Perché il G20 sull'Afghanistan rischia di rivelarsi inutile
Il tentativo di Draghi per un summit del G20 ad hoc rischia di essere poco efficace. L’idea di Mario Draghi di promuovere un summit straordinario del G20 sulla crisi in Afghanistan e cercare un approccio multilaterale a quanto sta accadendo a Kabul sembra essere destinata, se non al fallimento, quanto meno al ridimensionamento. Nessuno discute le buone intenzioni del nostro Presidente del Consiglio, uomo di mediazione e di visione, ma il riassetto dei rapporti di forza in Asia centrale stanno determinando un nuovo scenario.
L’uscita di scena dall’Afghanistan degli Usa, ma anche della Nato e degli europei, ha subito messo in primo piano il ruolo di altri attori, già presenti nel teatro afghano, ma ora molto più determinanti. Del ruolo del Pakistan sul ritorno dei talebani si è parlato fin troppo, forse anche ingigantendo alcune eventi (come la finta notizia secondo cui droni pakistani avrebbero bombardato la resistenza in Panshir). Resta, certo, il fatto che l’Afghanistan sia una risorsa geopolitica per il governo pakistano che acquisisce profondità strategica. Ma chi ha intenzione di gestire la questione afghana a livello regionale è la Cina.

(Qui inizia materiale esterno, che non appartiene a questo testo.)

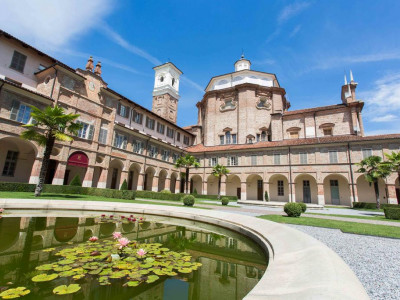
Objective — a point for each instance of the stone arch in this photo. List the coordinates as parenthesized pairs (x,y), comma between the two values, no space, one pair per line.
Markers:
(233,185)
(162,176)
(337,190)
(114,173)
(133,176)
(173,181)
(77,164)
(17,157)
(212,185)
(306,188)
(279,188)
(196,183)
(254,187)
(148,178)
(366,193)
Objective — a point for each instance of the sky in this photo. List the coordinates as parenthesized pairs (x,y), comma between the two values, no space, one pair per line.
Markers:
(309,45)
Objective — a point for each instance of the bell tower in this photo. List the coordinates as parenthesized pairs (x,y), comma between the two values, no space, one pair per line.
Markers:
(166,91)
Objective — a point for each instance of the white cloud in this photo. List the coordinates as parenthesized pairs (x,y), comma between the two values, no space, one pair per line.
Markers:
(51,24)
(292,10)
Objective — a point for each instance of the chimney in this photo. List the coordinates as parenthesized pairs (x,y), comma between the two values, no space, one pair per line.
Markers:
(89,65)
(97,70)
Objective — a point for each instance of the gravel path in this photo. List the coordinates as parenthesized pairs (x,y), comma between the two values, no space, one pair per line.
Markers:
(375,260)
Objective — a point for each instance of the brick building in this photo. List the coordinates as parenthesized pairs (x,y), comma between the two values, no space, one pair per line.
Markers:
(244,122)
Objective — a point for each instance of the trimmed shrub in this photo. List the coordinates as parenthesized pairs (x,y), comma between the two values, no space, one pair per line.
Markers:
(124,186)
(303,206)
(292,209)
(224,200)
(392,213)
(188,200)
(76,181)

Nel giorno in cui il presidente Xi ha avuto una conversazione con Draghi, per le sorti di Kabul ha avuto più importanza la telefonata che il cinese ha avuto addirittura con il presidente tagiko Emomali Rahmon. Incredibile che il più longevo dei presidenti delle repubbliche centrasiatiche ex sovietiche (è al potere dalla nascita del Tagikistan indipendente nel 1991) abbia più importanza del premier italiano nonché ex presidente della Bce. La ragione è semplice: a metà settembre a Dushanbe si terrà il summit annuale della Sco, l’organizzazione per la cooperazione di Shanghai. Il 16 e il 17 settembre si troveranno Putin, Xi, l’indiano Modi, il pakistano Khan, probabilmente il neoeletto presidente iraniano Raisi e quattro delle cinque ex repubbliche sovietiche dell’Asia centrale. Nelle intenzioni di Pechino c’è chiaramente la volontà di risolvere ed affrontare la crisi afghana in questa sede, una sorta di gestione regionale dell’ascesa dei talebani. Sembra che anche Mosca condivida questo approccio visto che la Russia sta mantenendo la stessa posizione della Cina: astensione sulla risoluzione del Consiglio di Sicurezza sull’Afghanistan e opposizione alla proposta francese per la creazione di una safe zone delle Nazioni Unite proprio a Kabul per tutelare quanti ancora vorrebbero venire in Europa per il rischio di ritorsioni da parte del nuovo regime. Capiremo presto se la linea cinese si rivelerà azzeccata e se davvero gli attori regionali riusciranno ad «ingabbiare» i talebani. I presupposti non sono incoraggianti, anzi piuttosto imprevedibili: nel nuovo governo di Kabul trovano posto importanti protagonisti del terrorismo internazionale, un mix di volti noti e figure emergenti. Tanto che anche Pechino invita il regime talebano ad un taglio nei rapporti con i gruppi terroristici.
Tornando verso Occidente, passata l’enfasi e l’indignazione sul tracollo di Kabul, con tanto di autofustigazione collettiva dei leader occidentali sotto il giudizio severo dell’opionione pubblica (che nel frattempo si è già annoiata del tema), ora si tratta di capire come poter contare nell’area. Da un punto di vista strategico è fuor di dubbio che abbiamo perso l’iniziativa, a questo punto il nostro ruolo potrebbe essere giocato a livello umanitario, almeno una cosa in cui l’Europa riesce a distinguersi dagli altri. E attraverso gli aiuti fare leva sui talebani per la tutela di alcuni diritti. Non è certo una grande novità, già Emma Bonino quando era commissaria europea per gli Affari Umanitari a fine anni ’90 aveva trattato con i talebani (ed era stata arrestata a Kabul) per garantire maggiori tutele sanitarie per le donne afghane. Insomma ruolo umanitario e niente più, il che riporta al centro del dibattito europeo il ruolo dell’Unione nel mondo, ma al contempo la necessità di ripensare anche l’approccio strategico della Nato.